Kemudian pembagian daging kambing juga telah diatur oleh masyarakat di kelurahan OTS. Daging kambing yang disembelih akan dimasak untuk berbuka bersama di masjid. Nasi, lauk pauk, makanan tradisional,buah-buahan dan lainnya disajikan menggunakan piring, tidak disajikan di atas dulang. Sebagian lagi lauk dibungkus untuk masyarakat dan dibagikan ke setiap KK yang ada di keluahan OTS. Khusus untuk anak-anak usia sekolah dasar, para ibu-ibu akan membungkus nasi dan lauk. Anak-anak akan menjemput bungkusan nasi ini ke masjid setelah shalat ashar. Karena yang menghadiri Sijoda dan berbuka bersama dimasjid adalah laki-laki dewasa dan para tamu undangan. Setiap tahun masyarakat akan mengundang walikota dan wakil walikota Payakumbuh, anggota DPRD dan Camat. Pada saat pelaksanaan Sijoda di tahun 2020 misalnya, dihadiri oleh wakil walikota dan Camat Payakumbuh Utara. 

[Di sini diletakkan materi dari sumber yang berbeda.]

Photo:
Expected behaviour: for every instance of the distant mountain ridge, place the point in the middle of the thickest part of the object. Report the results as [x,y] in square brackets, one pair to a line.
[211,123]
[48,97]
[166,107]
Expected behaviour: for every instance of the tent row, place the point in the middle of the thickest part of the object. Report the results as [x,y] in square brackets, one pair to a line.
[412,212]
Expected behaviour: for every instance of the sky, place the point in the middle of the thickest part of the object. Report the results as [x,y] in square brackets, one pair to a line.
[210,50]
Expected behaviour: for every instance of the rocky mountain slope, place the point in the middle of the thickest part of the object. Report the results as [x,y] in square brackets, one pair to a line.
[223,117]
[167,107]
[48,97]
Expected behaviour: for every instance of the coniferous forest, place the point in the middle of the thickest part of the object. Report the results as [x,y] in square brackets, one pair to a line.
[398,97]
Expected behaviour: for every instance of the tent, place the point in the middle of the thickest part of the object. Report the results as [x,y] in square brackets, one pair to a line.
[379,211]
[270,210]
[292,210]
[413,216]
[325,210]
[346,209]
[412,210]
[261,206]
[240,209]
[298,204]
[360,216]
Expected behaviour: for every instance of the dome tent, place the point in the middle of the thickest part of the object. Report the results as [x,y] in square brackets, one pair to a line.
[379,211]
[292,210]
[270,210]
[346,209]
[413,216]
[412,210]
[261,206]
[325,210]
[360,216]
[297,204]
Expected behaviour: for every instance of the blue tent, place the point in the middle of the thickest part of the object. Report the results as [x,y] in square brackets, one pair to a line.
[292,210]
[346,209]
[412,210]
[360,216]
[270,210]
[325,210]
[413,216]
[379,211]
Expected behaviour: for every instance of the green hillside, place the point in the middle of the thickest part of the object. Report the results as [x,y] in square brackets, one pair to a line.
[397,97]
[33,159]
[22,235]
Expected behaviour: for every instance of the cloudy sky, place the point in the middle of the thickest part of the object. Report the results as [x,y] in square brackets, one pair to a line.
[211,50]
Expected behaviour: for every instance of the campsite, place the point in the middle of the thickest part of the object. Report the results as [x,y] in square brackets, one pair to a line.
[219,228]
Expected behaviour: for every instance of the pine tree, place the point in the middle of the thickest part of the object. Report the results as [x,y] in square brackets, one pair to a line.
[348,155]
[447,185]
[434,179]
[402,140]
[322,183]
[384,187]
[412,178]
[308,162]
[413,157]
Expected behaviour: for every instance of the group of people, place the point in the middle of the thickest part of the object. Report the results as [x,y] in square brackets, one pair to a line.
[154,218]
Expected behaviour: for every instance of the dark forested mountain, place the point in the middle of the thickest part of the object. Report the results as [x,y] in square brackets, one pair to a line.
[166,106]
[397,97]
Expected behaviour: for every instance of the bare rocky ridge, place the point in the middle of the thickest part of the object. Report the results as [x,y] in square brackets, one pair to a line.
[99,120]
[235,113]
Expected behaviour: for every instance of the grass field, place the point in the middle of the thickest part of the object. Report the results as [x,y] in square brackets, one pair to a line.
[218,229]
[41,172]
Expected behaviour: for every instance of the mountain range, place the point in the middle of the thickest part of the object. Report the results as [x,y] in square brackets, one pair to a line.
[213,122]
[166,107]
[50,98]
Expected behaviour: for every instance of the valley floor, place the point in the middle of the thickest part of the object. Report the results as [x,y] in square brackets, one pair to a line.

Tradisi Sijoda dilaksanakan di sepuluh hari terakhir Ramadhan, ditanggal ganjil, yang paling sering dilaksanakan di hari ke 23 atau 25 ramadhan. Nilai sosial, keagamaan dan gotongroyong yang terkandung dalam tradisi sijoda selalu disambut antusias oleh masyarakat. Bahkan keluarga yang berada di daerah rantau pun menantikan pelasanaan sijoda setiap tahunnya. Tidak heran pelaksanaan sijoda ini akan selalu ramai dihadiri masyarakat di kelurahan Ompang Tanah Sirah sehingga tradisi ini tetap hidup ditengah-tengah masyarakat.(ul/cici)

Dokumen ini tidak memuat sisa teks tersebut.